Erano passate tre settimane da quando Kevin McCarthy aveva lasciato la carica di presidente della Camera. Il Partito Repubblicano si è mostrato diviso, impreparato alla risposta “di governo” (anche solo parlamentare) richiesta. Ma d’altronde, se non fosse il contesto globale che richiede responsabilità oltre al gioco politico, la divisone sarebbe più comprensibile: le diversità tra i repubblicani comprendono anche i posizionamenti per la fase elettorale che si sta aprendo verso Usa2024.

La scelta di un nome che ha superato i veti non è detto che sia stata effettuata perché realmente in grado di obliterare quei veti e quelle differenze. Ma l’America ha risposto al mondo che la osservava.

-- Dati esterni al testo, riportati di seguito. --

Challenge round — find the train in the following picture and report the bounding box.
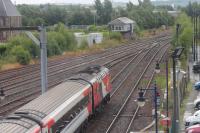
[0,65,112,133]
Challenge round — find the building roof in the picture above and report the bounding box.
[108,17,135,25]
[0,0,21,16]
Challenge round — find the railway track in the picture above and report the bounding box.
[0,33,171,115]
[87,38,169,133]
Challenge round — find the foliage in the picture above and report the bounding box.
[95,0,113,24]
[88,25,108,32]
[11,46,31,65]
[79,39,88,50]
[0,45,7,57]
[7,34,39,58]
[183,2,200,17]
[110,32,122,41]
[172,13,192,57]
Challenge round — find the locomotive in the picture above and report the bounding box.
[0,66,111,133]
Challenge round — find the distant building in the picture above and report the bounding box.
[108,17,136,39]
[74,32,103,47]
[0,0,21,42]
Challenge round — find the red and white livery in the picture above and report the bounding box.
[0,66,111,133]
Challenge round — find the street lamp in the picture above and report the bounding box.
[137,61,160,133]
[0,89,5,100]
[172,47,184,133]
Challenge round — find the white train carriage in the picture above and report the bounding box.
[0,66,111,133]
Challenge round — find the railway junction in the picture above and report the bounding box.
[0,33,191,133]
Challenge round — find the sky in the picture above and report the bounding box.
[11,0,142,4]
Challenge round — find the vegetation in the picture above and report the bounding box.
[0,0,174,65]
[0,23,76,65]
[17,0,174,31]
[172,13,193,57]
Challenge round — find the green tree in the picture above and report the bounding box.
[101,0,113,24]
[94,0,104,24]
[11,46,31,65]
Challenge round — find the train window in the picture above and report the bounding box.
[52,95,89,133]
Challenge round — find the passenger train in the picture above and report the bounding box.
[0,66,111,133]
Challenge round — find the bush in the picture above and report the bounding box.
[110,32,122,41]
[47,38,62,57]
[79,39,88,50]
[0,45,7,57]
[11,46,31,65]
[8,34,39,58]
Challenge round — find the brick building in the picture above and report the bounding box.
[0,0,21,42]
[108,17,136,39]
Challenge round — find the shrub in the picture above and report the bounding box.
[8,34,39,58]
[110,32,122,41]
[47,38,62,56]
[0,45,7,57]
[79,39,88,50]
[11,46,31,65]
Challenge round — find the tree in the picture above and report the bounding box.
[11,46,31,65]
[102,0,112,24]
[94,0,104,24]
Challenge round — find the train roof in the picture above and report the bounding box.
[0,66,108,133]
[0,74,92,133]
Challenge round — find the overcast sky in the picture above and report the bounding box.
[11,0,145,4]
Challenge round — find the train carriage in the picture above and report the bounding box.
[0,66,111,133]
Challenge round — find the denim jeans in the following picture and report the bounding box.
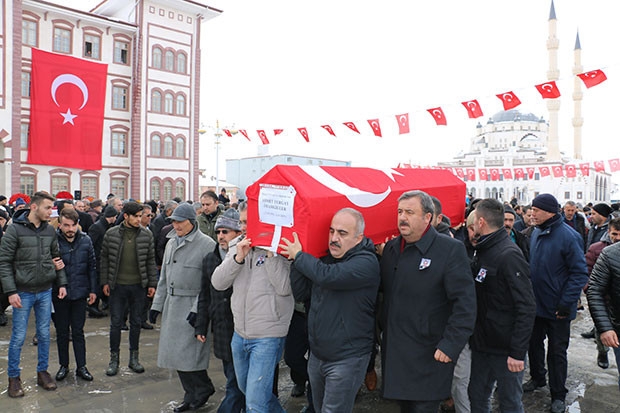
[217,360,245,413]
[230,332,286,413]
[109,284,146,353]
[308,352,370,413]
[469,351,523,413]
[52,297,87,368]
[8,288,52,378]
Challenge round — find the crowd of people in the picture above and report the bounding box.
[0,190,620,413]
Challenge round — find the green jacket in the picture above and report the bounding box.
[99,223,157,289]
[0,211,67,295]
[196,207,222,241]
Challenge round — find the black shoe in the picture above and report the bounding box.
[291,384,306,397]
[56,366,69,381]
[581,327,594,338]
[550,400,566,413]
[172,402,191,413]
[75,366,93,381]
[189,389,215,410]
[523,379,547,393]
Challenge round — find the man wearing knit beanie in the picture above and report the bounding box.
[523,194,588,413]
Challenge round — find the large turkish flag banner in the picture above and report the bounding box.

La settimana scorsa il presidente Biden si è rivolto alla nazione dallo Studio Ovale: ha sottolineato la minaccia alla democrazia in Europa e alla stabilità in Medio Oriente (dove sotto attacco è finita una democrazia); ha dichiarato la sua intenzione di presentare al Congresso una richiesta urgente di finanziamenti supplementari per sostenere l’Ucraina nella sua lotta critica contro la Russia, di Israele nella difesa della propria  identità e dinTaiwan di fronte a una Cina assertiva. Il Congresso deve essere pronto ad agire per permettere l’implementazione legislativa di tali iniziative (senza forzature presidenziali, dando quindi simbolo di unità di intenti su certe necessità strategiche della super potenza).

All’interno del gruppo repubblicano al Congresso e tra gli stakeholder esterni al parlamento si è trovato il compromesso (sulla sensazione quanto possibilità che esso sia al ribasso si vedrà nelle prossime settimane o mesi). La Camera aveva bisogno di un presidente, e per questo i più coscienziosi e attenti alla sicurezza nazionale hanno scelto di collaborare con il caucus democratico per identificare un candidato accettabile in grado di condividere certe priorità, scegliendone uno con un track record parlamentare simili al predecessore (elemento che non rassicura in assoluto).

L’obiettivo, raggiunto, era quello di facilitare l’azione su un’agenda legislativa cruciale per il funzionamento del governo degli Stati Uniti, chiamati a votare leggi vitali per la stabilità e la difesa nazionale, ma anche per la sicurezza globale. Un Congresso funzionale è essenziale per la presidenza e per affermare il ruolo di leadership globale dell’America. Considerazioni a cui comunque va sempre aggiunto il contesto, con una campagna elettorale che si preannuncia dura e complessa.